Visitors to the Washington Waterfront Underground Railroad Museum learn how everyday items such as clothing and specific sounds were used by abolitionists and freedom seekers to communicate.
Leesa Jones was born in Washington, North Carolina, and recalls stories passed down by her grandmother about the Underground Railroad and the codes used by abolitionists to help guide countless people from bondage to freedom.
As an adult, Jones began researching the Underground Railroad. She helped open the Washington Waterfront Underground Railroad Museum in 2016 to educate others about the heroes who risked their own lives operate the Underground Railroad. Housed in a restored railroad car, the museum is a National Park Service Underground Railroad-Network to Freedom site.

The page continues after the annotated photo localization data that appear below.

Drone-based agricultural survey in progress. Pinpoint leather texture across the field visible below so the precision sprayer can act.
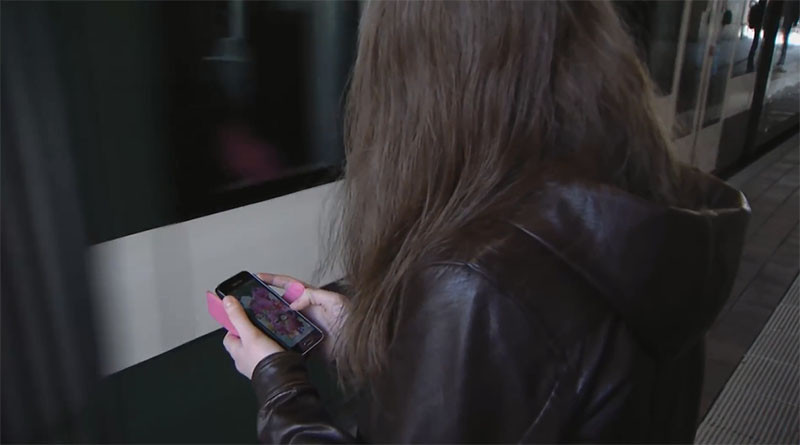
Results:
[253,169,750,443]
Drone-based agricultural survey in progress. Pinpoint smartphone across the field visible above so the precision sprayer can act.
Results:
[215,271,324,354]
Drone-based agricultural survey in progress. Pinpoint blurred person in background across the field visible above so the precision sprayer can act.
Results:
[219,1,749,443]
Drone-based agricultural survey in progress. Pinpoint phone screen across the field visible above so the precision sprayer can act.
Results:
[219,274,321,352]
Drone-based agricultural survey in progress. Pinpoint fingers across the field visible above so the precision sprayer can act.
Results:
[222,332,242,357]
[258,273,311,289]
[222,295,259,340]
[283,283,306,303]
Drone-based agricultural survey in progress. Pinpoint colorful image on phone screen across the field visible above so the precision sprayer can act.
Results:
[231,279,314,348]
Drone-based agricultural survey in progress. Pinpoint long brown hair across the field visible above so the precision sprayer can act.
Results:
[324,1,678,382]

Jones and her husband Milton work to educate visitors of the genius of those who devised codes to liberate so many from the grip of slavery.
What makes this museum so important is that it goes into great detail as to how the Underground Railroad operated. Visitors learn how everyday items such as clothing and specific sounds were used by abolitionists and freedom seekers to communicate.
To summarize the importance of the work of abolitionists, Jones told Cardinal & Pine: “We’re talking about people working together at a time when this country wasn’t exactly at its finest, but what was the finest part about our history during that time was how all kinds of people worked together to make the Underground Railroad work.”
To learn more about the Washington Underground Railroad Museum visit the website or Facebook. The museum is located at the corner of Main and Gladden streets, and is open Thursday through Saturday, noon to 4 p.m. Call 609-444-8974 for more information.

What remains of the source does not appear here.